今日は、この『洗礼者聖ヨハネ』のモデルは女性なのでは? という謎に迫りたいと思います。
どうやって?
男性と女性とでは、動きが違います。静止画像を見ていると男なのか女なのか分からない時でも動画を見ると分かる場合があります。今回の謎解きでは、この手法を使います。
ダ・ヴィンチの「洗礼者聖ヨハネ」とは?
1513年頃に描かれたとされる「洗礼者ヨハネ」は、ダ・ヴィンチ最晩年の傑作です。
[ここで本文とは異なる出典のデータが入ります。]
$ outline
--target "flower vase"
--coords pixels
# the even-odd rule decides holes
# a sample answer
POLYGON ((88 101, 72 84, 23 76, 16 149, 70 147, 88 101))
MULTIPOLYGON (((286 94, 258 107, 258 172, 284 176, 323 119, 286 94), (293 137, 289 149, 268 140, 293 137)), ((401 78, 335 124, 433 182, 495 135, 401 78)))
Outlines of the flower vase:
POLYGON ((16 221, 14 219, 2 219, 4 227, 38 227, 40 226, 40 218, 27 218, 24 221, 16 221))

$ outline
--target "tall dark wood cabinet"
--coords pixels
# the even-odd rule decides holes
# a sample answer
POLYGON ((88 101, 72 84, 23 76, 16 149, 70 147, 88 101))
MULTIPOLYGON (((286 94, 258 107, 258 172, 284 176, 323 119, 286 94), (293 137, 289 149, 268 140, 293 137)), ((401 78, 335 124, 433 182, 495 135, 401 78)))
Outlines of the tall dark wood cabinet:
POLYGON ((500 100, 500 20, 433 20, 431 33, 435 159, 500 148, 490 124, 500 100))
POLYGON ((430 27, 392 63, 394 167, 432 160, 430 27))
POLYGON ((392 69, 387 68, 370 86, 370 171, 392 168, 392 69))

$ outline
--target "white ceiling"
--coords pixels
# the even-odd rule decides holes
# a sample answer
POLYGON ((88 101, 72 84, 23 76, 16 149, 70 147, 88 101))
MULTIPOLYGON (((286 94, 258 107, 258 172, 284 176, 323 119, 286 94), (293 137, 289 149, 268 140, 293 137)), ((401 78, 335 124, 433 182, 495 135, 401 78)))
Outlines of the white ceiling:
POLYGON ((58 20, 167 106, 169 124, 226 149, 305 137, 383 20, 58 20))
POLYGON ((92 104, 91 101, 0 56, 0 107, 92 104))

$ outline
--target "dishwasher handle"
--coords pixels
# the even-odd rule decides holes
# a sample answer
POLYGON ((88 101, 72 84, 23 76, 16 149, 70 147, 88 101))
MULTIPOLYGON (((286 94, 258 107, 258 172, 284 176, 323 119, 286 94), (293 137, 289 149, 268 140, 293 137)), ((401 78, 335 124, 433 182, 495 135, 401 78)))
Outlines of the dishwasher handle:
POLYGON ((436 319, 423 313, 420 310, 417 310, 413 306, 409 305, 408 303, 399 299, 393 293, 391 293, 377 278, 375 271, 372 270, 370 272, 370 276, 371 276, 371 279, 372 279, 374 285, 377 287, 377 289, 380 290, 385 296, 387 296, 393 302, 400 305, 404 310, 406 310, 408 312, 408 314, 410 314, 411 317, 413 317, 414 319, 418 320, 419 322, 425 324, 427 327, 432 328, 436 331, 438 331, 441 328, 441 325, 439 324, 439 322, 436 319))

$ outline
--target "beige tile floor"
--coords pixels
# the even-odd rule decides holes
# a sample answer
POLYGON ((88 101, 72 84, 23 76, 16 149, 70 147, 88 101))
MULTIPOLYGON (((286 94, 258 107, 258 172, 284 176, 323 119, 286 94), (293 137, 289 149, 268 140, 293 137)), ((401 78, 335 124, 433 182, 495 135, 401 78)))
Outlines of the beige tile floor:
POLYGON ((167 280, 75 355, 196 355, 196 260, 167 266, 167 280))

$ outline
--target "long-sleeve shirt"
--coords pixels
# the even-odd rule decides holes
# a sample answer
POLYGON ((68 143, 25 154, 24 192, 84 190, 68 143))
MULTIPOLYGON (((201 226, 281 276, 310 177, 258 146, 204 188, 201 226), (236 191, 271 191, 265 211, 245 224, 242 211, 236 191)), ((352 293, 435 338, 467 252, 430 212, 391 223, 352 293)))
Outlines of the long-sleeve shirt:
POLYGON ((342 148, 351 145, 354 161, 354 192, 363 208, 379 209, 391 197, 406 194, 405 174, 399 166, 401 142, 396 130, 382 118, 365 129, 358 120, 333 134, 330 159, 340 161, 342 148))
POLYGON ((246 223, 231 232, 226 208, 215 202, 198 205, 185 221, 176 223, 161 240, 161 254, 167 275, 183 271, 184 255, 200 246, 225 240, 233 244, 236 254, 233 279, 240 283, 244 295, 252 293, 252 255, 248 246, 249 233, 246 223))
この絵が描かれはじめたのは1505年からとする説があるようです。
聖ヨハネの右手人差し指は天を指さし微笑みを浮かべています。
Photo: Wikipedia
ダ・ヴィンチの描く人物は、「雌雄両生的」な感じのものがあり、その中でもこの絵が極めつけという気がします。
この絵は、本当に聖ヨハネなのでしょうか? 管理人には女性に見えます。
2016年、この絵の修復が行われました。何度も重ねられてきたニスによって本来の線の判別が難しくなっていました。2016年1月下旬に展示室から撤去され修復作業が始まり、10ヶ月あまりで作業は完了したようです。このときの修復は、表面に塗られている保護用のニスの層を薄くする作業が行われました。
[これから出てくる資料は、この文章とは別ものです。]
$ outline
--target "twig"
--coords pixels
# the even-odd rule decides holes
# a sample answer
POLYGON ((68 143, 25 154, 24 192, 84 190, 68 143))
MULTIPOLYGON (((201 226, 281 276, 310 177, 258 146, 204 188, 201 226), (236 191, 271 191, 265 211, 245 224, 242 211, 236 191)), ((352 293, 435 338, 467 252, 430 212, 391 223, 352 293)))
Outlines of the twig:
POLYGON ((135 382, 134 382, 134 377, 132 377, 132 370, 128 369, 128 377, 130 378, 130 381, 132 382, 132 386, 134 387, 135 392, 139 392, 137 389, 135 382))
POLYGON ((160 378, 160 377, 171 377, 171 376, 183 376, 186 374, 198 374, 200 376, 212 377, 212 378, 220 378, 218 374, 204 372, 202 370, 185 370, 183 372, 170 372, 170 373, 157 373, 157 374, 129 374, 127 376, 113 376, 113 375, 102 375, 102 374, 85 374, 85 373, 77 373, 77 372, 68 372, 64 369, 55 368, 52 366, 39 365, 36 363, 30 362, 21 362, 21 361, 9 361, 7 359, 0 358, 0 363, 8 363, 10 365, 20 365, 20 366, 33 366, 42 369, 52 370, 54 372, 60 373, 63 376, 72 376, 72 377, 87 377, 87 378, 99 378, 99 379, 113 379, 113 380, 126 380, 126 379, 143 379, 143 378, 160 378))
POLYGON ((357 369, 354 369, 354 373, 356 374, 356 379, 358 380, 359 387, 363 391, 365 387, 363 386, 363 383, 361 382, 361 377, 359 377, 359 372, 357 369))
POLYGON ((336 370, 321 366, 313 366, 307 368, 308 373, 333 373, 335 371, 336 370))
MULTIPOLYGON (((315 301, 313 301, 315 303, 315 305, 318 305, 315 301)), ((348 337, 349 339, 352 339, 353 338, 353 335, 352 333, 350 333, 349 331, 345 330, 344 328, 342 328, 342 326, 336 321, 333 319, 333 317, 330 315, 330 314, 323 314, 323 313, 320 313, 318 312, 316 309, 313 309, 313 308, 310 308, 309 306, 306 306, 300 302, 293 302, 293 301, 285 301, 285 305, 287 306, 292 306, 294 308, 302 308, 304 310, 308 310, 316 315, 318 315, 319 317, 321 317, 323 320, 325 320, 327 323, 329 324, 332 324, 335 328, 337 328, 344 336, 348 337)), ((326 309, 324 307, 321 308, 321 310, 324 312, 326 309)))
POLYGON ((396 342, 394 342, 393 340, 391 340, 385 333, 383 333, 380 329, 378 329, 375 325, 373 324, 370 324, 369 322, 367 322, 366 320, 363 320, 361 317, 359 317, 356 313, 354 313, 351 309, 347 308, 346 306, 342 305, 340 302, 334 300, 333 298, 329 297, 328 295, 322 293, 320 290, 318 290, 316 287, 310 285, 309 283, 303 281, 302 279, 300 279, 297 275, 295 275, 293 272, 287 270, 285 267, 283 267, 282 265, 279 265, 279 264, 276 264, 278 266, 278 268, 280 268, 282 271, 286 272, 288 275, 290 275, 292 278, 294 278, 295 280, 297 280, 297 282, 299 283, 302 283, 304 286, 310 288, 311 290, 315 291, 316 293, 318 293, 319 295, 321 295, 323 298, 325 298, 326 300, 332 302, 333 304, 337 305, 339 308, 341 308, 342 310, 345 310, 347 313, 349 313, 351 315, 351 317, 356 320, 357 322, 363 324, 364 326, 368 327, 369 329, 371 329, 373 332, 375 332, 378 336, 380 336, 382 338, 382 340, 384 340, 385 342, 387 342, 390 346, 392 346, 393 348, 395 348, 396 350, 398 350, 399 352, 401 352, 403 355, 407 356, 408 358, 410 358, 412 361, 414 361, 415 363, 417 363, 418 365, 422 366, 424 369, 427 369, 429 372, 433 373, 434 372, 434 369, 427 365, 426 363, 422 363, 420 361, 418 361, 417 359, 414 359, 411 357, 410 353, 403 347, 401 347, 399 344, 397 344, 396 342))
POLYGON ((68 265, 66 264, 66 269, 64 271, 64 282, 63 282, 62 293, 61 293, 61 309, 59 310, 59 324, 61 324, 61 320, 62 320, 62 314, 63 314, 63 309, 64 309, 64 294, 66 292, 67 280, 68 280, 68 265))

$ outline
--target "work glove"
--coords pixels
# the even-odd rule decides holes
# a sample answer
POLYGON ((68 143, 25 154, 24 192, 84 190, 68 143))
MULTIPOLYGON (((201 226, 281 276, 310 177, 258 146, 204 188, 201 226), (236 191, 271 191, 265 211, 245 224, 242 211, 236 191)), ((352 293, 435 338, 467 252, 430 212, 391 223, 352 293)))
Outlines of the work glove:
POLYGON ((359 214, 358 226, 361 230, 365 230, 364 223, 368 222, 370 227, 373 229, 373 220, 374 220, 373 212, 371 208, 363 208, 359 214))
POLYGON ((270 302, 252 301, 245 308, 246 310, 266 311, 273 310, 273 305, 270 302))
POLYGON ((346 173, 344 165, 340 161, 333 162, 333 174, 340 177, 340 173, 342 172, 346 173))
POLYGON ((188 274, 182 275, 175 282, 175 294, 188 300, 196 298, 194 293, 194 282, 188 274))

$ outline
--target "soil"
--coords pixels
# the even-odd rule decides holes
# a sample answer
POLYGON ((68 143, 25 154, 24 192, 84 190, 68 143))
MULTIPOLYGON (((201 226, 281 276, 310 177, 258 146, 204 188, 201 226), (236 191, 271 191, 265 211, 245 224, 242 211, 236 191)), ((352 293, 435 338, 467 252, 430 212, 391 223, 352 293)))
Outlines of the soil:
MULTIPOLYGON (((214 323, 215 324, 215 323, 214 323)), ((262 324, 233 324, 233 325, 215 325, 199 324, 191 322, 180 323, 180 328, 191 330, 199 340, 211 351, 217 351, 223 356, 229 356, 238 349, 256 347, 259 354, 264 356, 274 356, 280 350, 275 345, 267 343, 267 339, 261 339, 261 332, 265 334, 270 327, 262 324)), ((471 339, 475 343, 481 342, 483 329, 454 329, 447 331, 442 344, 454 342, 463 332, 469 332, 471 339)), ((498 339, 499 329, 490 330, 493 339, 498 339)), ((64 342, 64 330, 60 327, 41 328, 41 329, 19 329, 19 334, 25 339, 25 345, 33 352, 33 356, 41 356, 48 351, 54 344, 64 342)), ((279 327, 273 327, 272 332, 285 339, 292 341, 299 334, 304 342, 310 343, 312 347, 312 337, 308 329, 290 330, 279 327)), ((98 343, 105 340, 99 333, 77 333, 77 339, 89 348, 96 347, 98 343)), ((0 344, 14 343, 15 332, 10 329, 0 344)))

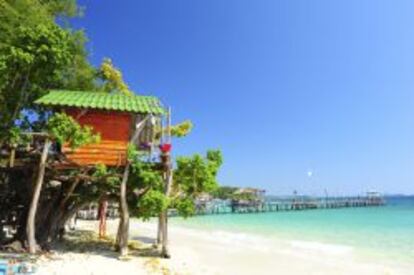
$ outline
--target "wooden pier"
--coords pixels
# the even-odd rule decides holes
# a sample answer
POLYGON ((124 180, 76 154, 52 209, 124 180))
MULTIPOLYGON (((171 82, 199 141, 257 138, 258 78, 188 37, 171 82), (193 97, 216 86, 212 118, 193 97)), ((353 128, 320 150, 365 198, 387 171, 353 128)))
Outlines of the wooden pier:
MULTIPOLYGON (((335 209, 349 207, 378 207, 385 205, 383 197, 295 198, 267 201, 211 201, 198 205, 196 215, 265 213, 335 209)), ((174 216, 174 211, 170 213, 174 216)))

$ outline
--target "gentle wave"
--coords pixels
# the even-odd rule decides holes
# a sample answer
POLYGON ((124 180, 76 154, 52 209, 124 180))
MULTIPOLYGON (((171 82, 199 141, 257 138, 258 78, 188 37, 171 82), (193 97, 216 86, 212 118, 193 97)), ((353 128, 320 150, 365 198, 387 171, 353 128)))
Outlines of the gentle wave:
POLYGON ((354 250, 352 246, 311 242, 303 240, 277 239, 252 233, 229 232, 225 230, 202 230, 193 228, 184 228, 174 226, 173 230, 191 236, 196 236, 207 241, 219 242, 223 245, 232 245, 233 247, 248 247, 258 251, 271 251, 277 249, 279 252, 303 254, 304 252, 318 252, 330 255, 351 254, 354 250))

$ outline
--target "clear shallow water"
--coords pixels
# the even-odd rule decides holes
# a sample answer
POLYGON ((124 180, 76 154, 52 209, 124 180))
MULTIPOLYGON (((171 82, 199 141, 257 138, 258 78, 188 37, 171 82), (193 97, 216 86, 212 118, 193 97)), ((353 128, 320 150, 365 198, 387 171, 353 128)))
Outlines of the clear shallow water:
POLYGON ((414 197, 389 197, 384 207, 210 215, 171 222, 292 243, 341 245, 375 260, 414 262, 414 197))

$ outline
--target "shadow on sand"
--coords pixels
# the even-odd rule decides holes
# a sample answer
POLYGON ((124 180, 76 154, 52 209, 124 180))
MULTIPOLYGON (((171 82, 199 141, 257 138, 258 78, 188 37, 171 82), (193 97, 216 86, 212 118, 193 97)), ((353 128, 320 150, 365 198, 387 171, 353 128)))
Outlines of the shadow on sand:
POLYGON ((156 242, 155 238, 150 238, 150 237, 133 237, 132 240, 139 241, 144 244, 155 244, 156 242))
MULTIPOLYGON (((160 258, 160 251, 154 242, 153 238, 134 237, 128 244, 128 256, 160 258)), ((58 252, 77 252, 119 258, 114 243, 112 238, 99 239, 93 231, 76 230, 68 232, 64 239, 53 248, 58 252)))

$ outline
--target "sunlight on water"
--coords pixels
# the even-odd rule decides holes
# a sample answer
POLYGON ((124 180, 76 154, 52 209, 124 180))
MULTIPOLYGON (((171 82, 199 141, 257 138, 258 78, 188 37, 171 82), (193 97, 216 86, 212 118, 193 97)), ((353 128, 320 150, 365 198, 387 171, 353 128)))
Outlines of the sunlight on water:
POLYGON ((298 249, 353 251, 372 259, 414 259, 414 197, 388 198, 384 207, 198 216, 172 223, 209 231, 289 240, 298 249))

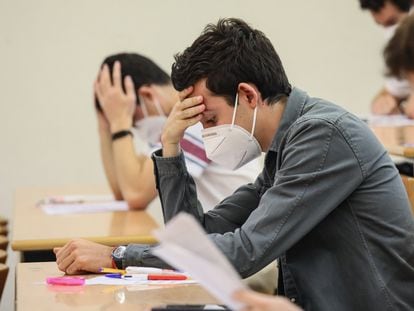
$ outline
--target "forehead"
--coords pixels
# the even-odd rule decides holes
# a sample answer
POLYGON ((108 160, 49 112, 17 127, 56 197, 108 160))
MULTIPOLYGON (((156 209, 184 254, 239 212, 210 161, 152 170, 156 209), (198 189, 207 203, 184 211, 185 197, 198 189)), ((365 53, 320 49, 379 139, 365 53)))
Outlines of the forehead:
POLYGON ((220 109, 222 107, 229 107, 231 109, 231 106, 227 103, 227 99, 224 96, 216 95, 207 88, 206 79, 202 79, 194 84, 194 90, 189 97, 192 96, 203 96, 203 104, 206 105, 207 111, 220 109))
POLYGON ((213 93, 207 88, 206 81, 207 79, 197 81, 190 96, 213 96, 213 93))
この修復により、髪の毛のカールや色、毛皮がくっきりしました。
黒い背景に埋没して、全体がよく見えなかったのですが、修復により、かなり鮮明になったという印象を受けます。
聖ヨハネは右手人差し指で天を指していますが、十字架は持っていません。十字架は肩に置かれているだけで、どの手でも支えられていません。
それがなんなのさ?
この右手を動かすので、右手で隠れている部分の順番が重要になります。
この絵が「聖ヨハネ」を描いたものだとしても、モデルは女性だったのではないでしょうか。
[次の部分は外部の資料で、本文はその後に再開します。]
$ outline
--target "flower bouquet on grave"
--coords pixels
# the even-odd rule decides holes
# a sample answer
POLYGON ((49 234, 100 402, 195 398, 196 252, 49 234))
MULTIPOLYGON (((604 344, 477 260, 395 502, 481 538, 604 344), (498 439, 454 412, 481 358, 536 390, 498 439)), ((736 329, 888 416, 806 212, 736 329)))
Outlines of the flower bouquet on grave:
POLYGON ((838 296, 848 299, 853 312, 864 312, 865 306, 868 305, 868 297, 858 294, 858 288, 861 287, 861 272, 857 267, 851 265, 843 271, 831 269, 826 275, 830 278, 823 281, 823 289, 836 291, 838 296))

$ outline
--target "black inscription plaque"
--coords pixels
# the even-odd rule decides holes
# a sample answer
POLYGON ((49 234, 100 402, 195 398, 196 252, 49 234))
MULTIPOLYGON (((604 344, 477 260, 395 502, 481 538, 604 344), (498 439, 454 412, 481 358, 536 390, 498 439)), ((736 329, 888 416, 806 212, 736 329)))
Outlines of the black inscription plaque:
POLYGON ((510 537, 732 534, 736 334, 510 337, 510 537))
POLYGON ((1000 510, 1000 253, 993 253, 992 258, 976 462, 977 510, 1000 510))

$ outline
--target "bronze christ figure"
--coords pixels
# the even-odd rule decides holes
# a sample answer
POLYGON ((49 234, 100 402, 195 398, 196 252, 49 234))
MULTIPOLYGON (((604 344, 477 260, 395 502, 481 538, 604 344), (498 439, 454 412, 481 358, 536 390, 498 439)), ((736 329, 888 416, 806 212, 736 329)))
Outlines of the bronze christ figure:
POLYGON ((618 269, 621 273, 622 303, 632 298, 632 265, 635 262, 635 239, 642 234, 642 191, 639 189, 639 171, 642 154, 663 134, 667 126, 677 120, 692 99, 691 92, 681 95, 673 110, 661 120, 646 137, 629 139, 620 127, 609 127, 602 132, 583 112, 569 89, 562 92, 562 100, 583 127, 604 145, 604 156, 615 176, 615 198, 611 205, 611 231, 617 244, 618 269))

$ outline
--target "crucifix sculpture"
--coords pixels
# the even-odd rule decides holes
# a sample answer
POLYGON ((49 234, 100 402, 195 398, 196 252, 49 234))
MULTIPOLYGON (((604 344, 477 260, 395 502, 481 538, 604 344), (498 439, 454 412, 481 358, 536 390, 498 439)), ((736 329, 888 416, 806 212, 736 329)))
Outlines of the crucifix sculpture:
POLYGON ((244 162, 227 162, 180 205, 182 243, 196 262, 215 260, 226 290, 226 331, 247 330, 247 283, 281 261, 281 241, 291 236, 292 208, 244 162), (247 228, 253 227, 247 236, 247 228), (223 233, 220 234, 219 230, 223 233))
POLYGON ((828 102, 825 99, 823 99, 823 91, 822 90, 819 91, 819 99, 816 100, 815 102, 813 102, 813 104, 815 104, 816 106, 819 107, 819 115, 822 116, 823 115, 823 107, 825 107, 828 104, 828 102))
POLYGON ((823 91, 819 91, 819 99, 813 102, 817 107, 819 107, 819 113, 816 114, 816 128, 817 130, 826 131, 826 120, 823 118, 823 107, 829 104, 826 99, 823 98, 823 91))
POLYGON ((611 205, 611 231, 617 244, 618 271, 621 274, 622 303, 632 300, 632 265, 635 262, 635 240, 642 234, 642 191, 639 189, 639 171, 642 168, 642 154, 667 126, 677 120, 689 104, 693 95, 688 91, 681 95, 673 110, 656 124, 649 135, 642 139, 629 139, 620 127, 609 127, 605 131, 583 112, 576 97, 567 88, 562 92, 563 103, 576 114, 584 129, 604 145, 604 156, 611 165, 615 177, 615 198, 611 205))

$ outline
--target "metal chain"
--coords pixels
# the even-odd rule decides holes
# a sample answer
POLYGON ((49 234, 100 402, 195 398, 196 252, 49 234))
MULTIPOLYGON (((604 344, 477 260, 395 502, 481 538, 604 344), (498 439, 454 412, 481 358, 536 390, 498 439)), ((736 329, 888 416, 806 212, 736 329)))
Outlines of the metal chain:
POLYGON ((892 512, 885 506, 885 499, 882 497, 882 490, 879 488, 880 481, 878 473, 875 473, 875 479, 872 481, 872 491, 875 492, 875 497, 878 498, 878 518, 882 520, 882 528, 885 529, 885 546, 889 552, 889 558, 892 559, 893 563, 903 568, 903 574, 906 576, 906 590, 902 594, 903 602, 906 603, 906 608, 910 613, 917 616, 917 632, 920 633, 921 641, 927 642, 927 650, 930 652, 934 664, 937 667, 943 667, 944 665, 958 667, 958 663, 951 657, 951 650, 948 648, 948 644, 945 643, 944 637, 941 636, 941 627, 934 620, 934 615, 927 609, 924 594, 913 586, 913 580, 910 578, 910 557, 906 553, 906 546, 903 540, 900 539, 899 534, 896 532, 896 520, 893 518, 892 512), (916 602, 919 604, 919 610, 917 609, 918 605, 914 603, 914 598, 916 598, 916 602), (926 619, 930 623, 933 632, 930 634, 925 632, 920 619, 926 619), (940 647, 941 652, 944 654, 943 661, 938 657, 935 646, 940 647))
胸のところに置かれた左手が、まるでふくらみを包み込むような手の形になっている。しかし、右手が邪魔でよく見えない。
そこで、右手を動かしてもらうことにします。
「洗礼者聖ヨハネ」の右手を動かしてみる
修復作業により、以前と比べて輪郭がはっきりしました。これをさらにくっきり画像に加工し、その上で、右手を動かしたいと思います。
上の画像を見ても違和感を感じないのではないでしょうか。
さらに、GIFアニメで動かしてみましょう。
このように動かしてみるとよく分かるのですが、肩の丸みや胸を隠すような右手の構図、そして左手の形などから、この絵のモデルは女性だったのではないかと管理人は考えました。少なくとも男の体型ではありません。
絵を見ただけで”女性的に見える”と思うだけでなく、実際に動かしてみることで、その確信が深まったように思います。
この動きは、”Photoshop CC” の「パペットワープ」で肩関節を固定して動かしています。比較的自然に見えると思いますが。